Whether we are moving the client from Drupal 7 (or 6!) or another CMS entirely, the migration planning process we follow is very similar.
Step 1: Identify high-level business goals and requirements from all stakeholders
We usually go on-site for this crucial first step. Large companies have lots of stakeholders. While a large number of stakeholders is a common source of disaster for projects with poor project management, strong digital PM leadership makes large stakeholder groups an opportunity for learning and improvement rather than a liability.
In this phase we meet with every stakeholder we can and understand their objectives, how they measure success, how their leadership measures their success, and capture high-level requirements.
Once you understand then you can step back, pause, and ask, “how can we do this better to support what you actually need to do?” Too often that question is never asked and the new platform contains all of the baggage and none of the learning from the previous solution.

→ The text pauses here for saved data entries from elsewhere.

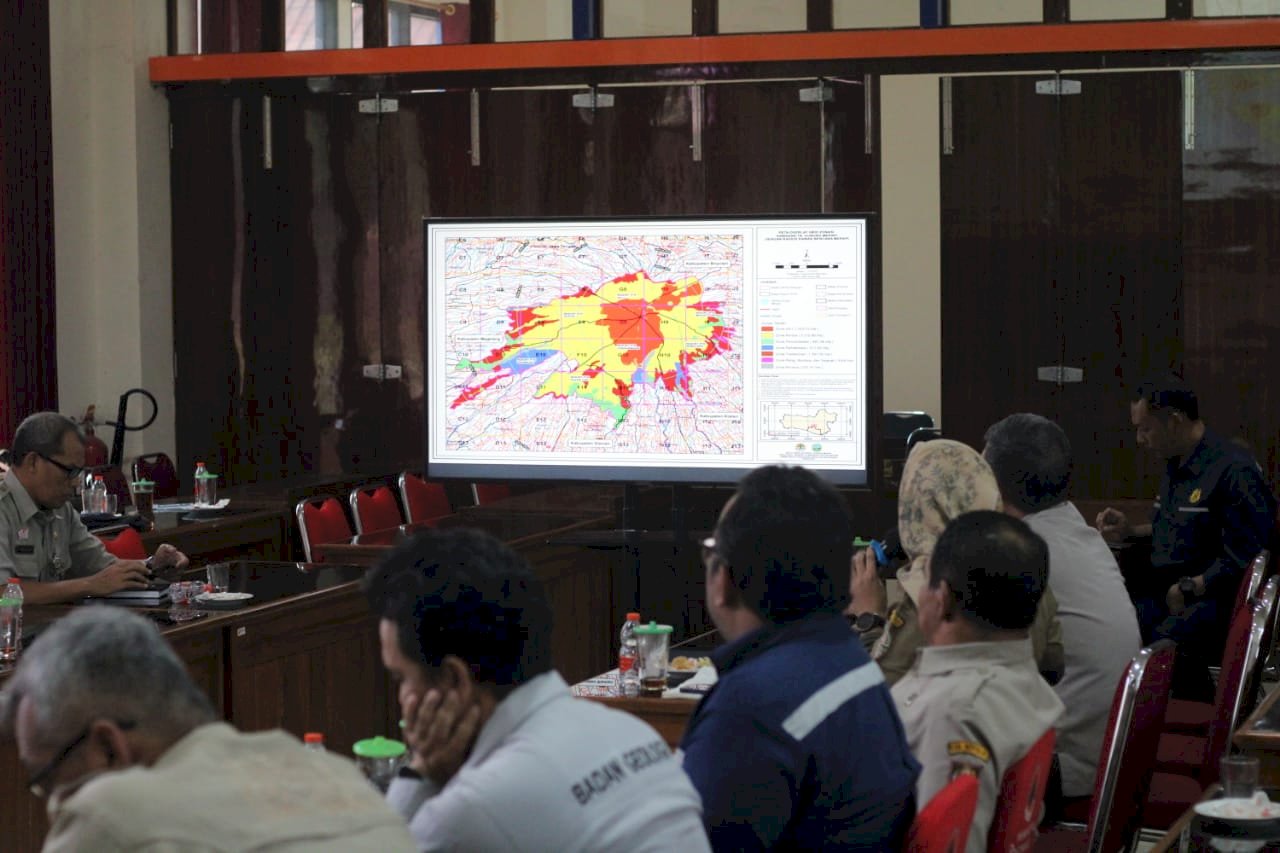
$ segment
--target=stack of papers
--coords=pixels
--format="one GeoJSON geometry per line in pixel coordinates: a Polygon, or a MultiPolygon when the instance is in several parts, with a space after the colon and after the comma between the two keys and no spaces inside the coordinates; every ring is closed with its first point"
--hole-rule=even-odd
{"type": "Polygon", "coordinates": [[[192,512],[197,509],[226,509],[231,503],[229,498],[223,498],[216,504],[156,504],[156,512],[192,512]]]}

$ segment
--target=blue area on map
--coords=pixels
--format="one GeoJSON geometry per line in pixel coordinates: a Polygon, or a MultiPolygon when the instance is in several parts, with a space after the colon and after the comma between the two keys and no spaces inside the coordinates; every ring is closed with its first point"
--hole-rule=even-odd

Step 2: Conduct a digital inventory
In this first step we identify every needed third-party system integration (internal and external to the client), all of the digital properties that will run on Drupal 8, and any data flows like analytics and custom reporting.
Step 3: Identify the editorial workflow
Every organization manages their content differently. Some organizations are nimble and editors publish directly on production, others want a staging environment to experiment, refine, and review, and many have complex approval processes with multiple layers. Still others have complex translation workflows that integrate with third-party translation systems and internal language reviewers.
Whatever the process, the current approach needs to be understood so that an appropriate (new or improved or the same) workflow can be thoughtfully architected.
Step 4: Perform a content inventory
Content strategy and creation will come later in the project (ideally the client is working in parallel with our digital strategy team), but to properly migrate you need a high-level sense of what content is being migrated as is, what is being changed in transit, what is being abandoned, and how the information architecture is going to change.
Step 5: Prepare the migration roadmap
The migration roadmap is a detailed project schedule detailing critical milestones and control points, a detailed approach to data migrations, and a detailed technical architecture heavy on the Drupal 8 details (modules, custom/contrib, content types, entities, etc).
Step 6: Prepare a resource plan
On many of our projects TAG is implementing large scale projects with a combination team of TAG resources (engineers, PM, architects, designers) and client resources (engineers mostly). This is a great way for an organization new to Drupal (or Drupal 8) to cross-train with our team, learn best practices, and transfer knowledge internal to the organization.
Moving your global digital infrastructure to Drupal 8 is a large, complex project. With some planning effort and platform technical expertise you can ensure project success and a great return on your investment. Without this work it’s going to be hard to be successful.